One year before the February Revolution toppled the dictatorship, put an end to martial law, and
brought Corazon C. Aquino to power, art and literary critic Alice Guillermo wrote:

Doubtless, the vigor of protest literature lies in the sharpening of the artist's perceptions of the issues involved,
with protest that goes beyond the purely personal to the public, a concrete audience to which the writer makes
an appeal. Thus, sharply honed and focused, the literature of protest that is the predominant cultural
manifestation of the times will not be a merely diffuse and sporadic phenomenon, but a formidable gathering of
voices, of the city as the countryside, signifying that the people have at last spoken. (Ordoñez,1995:344).

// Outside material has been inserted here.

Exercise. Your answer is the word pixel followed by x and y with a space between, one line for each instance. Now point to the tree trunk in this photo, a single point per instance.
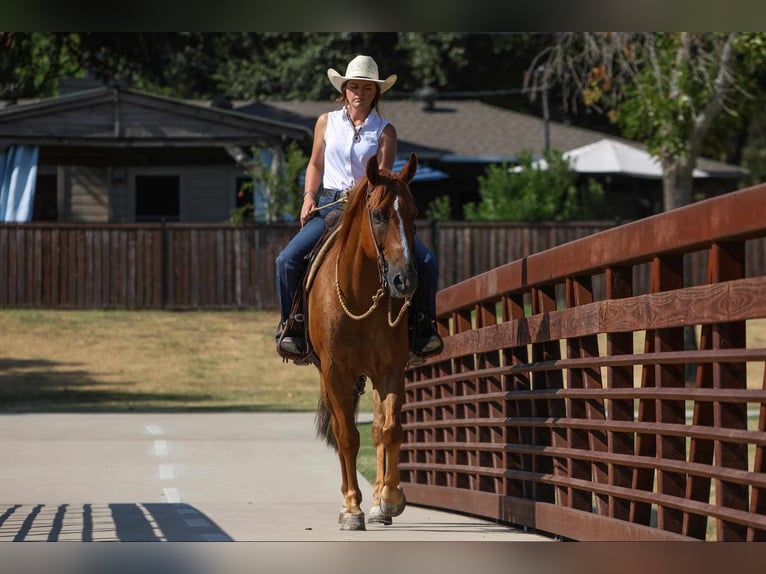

Celebratory literature certainly abounded in the aftermath of the February or EDSA or People Power or
Yellow Revolution. Since then, a lot of things have happened in the field of culture and literature in the
Philippines. For one, literary competitions continue merrily, with the 1998 Centennial Literary Awards
giving away prize money in the millions of pesos, rather than the pittance of a few thousands of the
more established competitions, which is probably something to protest about. But on a more serious
note: poetry and stories and novels continue to be published, plays continue to be performed, which
partake of the nature of protest, though not on the same level of ideological intensity seen in the sixties
and seventies, though in a large sense, the literature of resistance has not ceased to exist, precisely
because so many issues remain unresolved under the present Philippine social formation. The
insurgency persists, and revolutionary literature is still being produced, if only because there is still
perception and acceptance in certain areas that the present social formation remains in the "semi-
feudal, semi-colonial" mode. If proof be needed, the durable Ulos underground cultural-literary
magazine continues to be published to this day, its national-democratic orientation undiminished, its
socialist vision steadfast.

During the period under study, Filipino critic and literary historian Lucilla Hosillos wrote that the
seemingly perennial Philippine crisis pointed to the road that writers must take. Rather than the rosy
lane of lyricism, the thorny path of liberation: "rather than hark, hark, the lark, it ought to be hark,
hark, the dark!" But employing the principle of what the protest writers were wont to call "revolutionary
optimism", and borrowing a felicitous title from composer Vaugh Williams, perhaps one could reconfigure
that into an aphoristic couplet that attempts to encapsulate the undiminished spirit of freedom-seeking
during those perilous times:

If martial law was the Dark Descending,


the voice of protest was the Lark Ascending.